When she wasn’t learning formally in the classroom, she was experiencing the real-world implications of public policy as a volunteer in the community. For all four years at Carolina, Mackenzie volunteered with the Community Empowerment Fund, a nonprofit in Chapel Hill working to end the racial wealth gap by helping community members transition out of homelessness and poverty. Mackenzie worked directly with community members to provide support and assisted in case management for fellow student advocates.

That experience, paired with internships in South Africa, New York and Washington, D.C., fueled her public policy interest.

“I felt personally invested in and put faces to the problems that I was reading about or studying. Too often in public policy, there’s a lack of awareness and concern for those most affected,” Mackenzie said. “Having the conversations and the work experience with people who were affected by the policies that I was interested in and studying felt important and very formative.”

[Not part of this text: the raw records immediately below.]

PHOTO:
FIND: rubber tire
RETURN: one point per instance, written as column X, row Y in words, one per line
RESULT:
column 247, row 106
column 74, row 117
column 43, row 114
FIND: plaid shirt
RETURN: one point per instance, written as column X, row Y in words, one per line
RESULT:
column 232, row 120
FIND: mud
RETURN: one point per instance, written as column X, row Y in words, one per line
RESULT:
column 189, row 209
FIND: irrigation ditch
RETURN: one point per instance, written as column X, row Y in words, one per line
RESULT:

Since graduating in May, Mackenzie has worked as a Thomas W. Ross North Carolina Leadership Fellow in Carolina’s public policy department and is currently a client advocate for the Center for Appellate Litigation in New York City. She has long-term plans of becoming a public defender.

Her stop at Oxford University as a Rhodes Scholar, she said, will prepare her to be a better lawyer.

“Going to law school is obtaining a tool to be able to enact change if you want to do that, but you can’t use that tool without understanding the interaction between law and society — in particular law and marginalized people,” she said. “In order to use law effectively, you need to be able to evaluate and understand that.”

As a Rhodes Scholar, she plans to study social policy and interventions but is most looking forward to the community of scholars that she would be joining.

“The reason I’m so drawn to the Rhodes is because it’s a community of people who are dedicated to the same types of questions I’m asking myself and that I’ve encountered over my time at Carolina, but approached from different disciplines and different life experiences,” she said. “I think the opportunity to see beyond my own discipline in public policy and have really rich intellectual collaborations with other scholars is really exciting.”